James, we used to use 3 clamshell type printers (one of which did have a two camera vision system, and did all our fine pitch), but had limited success with 20 mil pitch. 25 mil pitch was no problem. I suspect that you'll find people that have had success, albeit with some close attention to details. We also use metal blades.
This is the stuff we had to make sure of:
lift timing: on our machines each front corner lifts on it's own cylinder, and if they come up at different times it skews the bricks....bridges up the kazoo.
squeegee pressure: too little and you obviously don't get a clean pass.

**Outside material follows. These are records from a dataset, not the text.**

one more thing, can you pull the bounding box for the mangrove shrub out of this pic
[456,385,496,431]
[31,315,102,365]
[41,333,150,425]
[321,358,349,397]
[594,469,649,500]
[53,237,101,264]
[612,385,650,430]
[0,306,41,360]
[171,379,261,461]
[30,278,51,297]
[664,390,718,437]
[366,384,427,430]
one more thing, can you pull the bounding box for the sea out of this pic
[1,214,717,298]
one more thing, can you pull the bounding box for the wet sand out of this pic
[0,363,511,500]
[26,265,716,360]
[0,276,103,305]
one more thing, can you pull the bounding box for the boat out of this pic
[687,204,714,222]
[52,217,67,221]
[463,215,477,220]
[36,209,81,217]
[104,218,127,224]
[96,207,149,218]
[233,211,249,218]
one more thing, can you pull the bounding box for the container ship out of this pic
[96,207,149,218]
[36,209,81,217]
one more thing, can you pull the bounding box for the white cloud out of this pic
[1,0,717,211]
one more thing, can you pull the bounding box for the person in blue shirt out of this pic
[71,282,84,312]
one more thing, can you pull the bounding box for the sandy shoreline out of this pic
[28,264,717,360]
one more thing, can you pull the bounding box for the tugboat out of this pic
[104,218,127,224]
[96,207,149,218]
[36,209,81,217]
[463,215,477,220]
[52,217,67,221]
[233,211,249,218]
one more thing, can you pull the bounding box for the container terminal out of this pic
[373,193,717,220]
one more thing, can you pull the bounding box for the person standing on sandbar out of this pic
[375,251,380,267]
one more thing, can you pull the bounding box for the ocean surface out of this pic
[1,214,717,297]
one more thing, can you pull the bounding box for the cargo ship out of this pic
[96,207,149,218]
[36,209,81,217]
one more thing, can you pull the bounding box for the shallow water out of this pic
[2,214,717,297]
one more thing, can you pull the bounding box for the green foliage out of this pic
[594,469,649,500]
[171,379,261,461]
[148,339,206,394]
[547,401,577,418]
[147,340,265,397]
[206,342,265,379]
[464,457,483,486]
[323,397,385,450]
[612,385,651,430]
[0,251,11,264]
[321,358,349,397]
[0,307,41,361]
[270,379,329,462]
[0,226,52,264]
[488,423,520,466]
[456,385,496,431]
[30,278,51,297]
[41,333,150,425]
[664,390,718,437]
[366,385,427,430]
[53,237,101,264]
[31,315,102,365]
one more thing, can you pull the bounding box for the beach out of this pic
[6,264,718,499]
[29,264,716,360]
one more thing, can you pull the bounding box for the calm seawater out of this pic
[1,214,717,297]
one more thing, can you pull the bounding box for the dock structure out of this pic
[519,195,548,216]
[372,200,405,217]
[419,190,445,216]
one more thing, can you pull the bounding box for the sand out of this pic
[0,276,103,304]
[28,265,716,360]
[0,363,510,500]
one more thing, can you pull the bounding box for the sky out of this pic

Too much, and not only does it tend to stretch the mesh and misregister, but it can also lift the stencil mounting frame depending on how stout it is. In our case it lifted it off the locating pins, so all alignment was lost.
snap off: our machine had 4 independant adjustments, one for each corner, and around here that spells trouble. Too much detail for our operators (we are trying to keep 4 shifts running and rarely have experienced operators on the odd shifts). Try to set yours up with no snap-off, and lock it down so they can't screw with it. Beat up stencils, of which we still have a few, are a little tougher to deal with. Can't replace them all at once, though.
We tape the corners down on the panelized boards, mostly to compensate for warpage, but that would reduce the sticking problems you have.